Abstract-Domino dynamic circuits are widely used in critical parts of high performance systems. In this paper we show that, in addition to the functional limitation associated to the noninverting behavior of Domino gates, there are also robustness disadvantages when compared to inverting dynamic gates. We analyze and compare the tolerance to parameter and operating conditions variations of gate-level pipelines implemented with Domino and with DOE, an inverting dynamic gate we have recently proposed. Our experiments confirm that DOE pipelines are more robust and that improvements are due to its noninverting feature.
I. INTRODUCTION
Design of functional units implementing very fine-grained pipelining for high performance applications is currently an area of active research. These solutions do not apply conventional pipeline techniques which insert flip-flops to short down signal propagation paths in combinational logic, but instead rely on logic circuit styles, which naturally exhibit the capacity to block data propagation. Thus, they are well suited to implement pipeline architectures without memory elements. Potential of dynamic logic, with its precharge and evaluation phases, to implement this kind of pipelining was long ago recognized. Thus, in [1] the operation of the wellknown dynamic-based Domino logic, in a pipelined fashion using an overlapping multi-phase clock scheme and without latches between consecutive clock phases, was analyzed in depth. It is known that many variations of this multi-phase solution have been developed achieving high performance [2] - [8] and some of them have been applied to speed up critical parts of commercial microprocessors. In particular, architectures with a single gate per clock phase (nanopipeline) have been proposed and have demonstrated large operating frequency and throughput [4] , [5] , [7] , [8] .

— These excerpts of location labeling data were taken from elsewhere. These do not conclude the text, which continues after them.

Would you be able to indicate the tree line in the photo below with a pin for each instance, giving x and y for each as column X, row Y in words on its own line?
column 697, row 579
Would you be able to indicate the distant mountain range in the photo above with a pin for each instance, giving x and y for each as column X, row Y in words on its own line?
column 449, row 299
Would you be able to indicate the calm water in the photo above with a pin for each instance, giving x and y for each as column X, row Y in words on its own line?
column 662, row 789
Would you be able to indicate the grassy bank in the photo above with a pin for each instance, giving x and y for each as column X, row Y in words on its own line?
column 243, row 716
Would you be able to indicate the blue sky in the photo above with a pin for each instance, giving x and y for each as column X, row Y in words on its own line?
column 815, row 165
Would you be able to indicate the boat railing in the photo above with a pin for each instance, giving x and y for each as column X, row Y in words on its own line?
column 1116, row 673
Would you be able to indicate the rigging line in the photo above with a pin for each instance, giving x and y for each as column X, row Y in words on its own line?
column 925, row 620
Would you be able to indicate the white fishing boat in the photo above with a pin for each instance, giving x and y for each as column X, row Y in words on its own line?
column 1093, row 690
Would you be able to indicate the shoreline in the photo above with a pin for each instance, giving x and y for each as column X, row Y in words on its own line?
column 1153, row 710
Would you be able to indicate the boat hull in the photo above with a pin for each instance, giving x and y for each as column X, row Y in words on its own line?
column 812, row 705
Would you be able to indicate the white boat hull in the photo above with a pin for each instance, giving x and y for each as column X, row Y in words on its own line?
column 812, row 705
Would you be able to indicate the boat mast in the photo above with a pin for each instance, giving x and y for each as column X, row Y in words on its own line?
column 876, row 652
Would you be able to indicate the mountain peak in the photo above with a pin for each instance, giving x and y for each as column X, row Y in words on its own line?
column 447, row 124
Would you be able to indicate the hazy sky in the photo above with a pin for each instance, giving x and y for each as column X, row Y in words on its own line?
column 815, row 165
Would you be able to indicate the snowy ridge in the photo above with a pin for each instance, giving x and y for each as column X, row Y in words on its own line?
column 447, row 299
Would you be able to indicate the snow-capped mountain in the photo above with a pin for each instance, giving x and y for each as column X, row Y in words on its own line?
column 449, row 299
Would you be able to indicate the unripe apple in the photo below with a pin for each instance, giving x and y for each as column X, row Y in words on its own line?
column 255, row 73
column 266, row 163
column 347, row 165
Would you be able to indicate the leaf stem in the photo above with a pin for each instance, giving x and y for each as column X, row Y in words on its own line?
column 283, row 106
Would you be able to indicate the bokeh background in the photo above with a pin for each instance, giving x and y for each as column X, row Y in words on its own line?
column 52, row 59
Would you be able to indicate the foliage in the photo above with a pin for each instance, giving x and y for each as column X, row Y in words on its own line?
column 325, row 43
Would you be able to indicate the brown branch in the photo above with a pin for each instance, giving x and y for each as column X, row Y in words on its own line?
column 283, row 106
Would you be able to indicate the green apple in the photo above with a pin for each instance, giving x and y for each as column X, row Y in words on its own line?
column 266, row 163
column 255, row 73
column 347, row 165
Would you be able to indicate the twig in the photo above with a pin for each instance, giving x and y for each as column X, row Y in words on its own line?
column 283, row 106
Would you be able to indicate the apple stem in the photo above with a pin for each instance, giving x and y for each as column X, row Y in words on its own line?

In spite of their speed advantages, it is well known that dynamic gates exhibit limitation such that only non-inverting blocks can be chained (a static inverter is added between each two dynamic stages to guarantee that all inputs to the next logic block are set to 0 after the pre-charge period in Domino). The functional limitation is not the only penalty related to the non-inverting behavior of Domino gates. We have realized that the operating frequency of Domino nanopipelines is not independent of the number of pipeline stages as it should be. This behavior rises from the fact that in order to produce a logic one, a non-inverting gate requires one or more of its inputs to be also at logic one. This translates in that non-ideal logic ones get worse as they propagate through the logic network, eventually leading to a functional failure. Non-ideal logic ones could be the result of parameter or operating conditions variations. In this paper the use of inverting Domino-like gates to improve circuit robustness is explored.
The paper is organized as follows: in Section II, gate topologies for both the conventional non inverting Domino and the recently proposed inverting DOE logic style [9] are described. In Section III, the operation of pipelines build from them is analyzed and the implications of the non-inverting behavior of Domino are illustrated. In Section IV, DOE and Domino nanopipelines are evaluated through simulations experiments and compared in terms of robustness. Finally, some conclusions are given in Section V.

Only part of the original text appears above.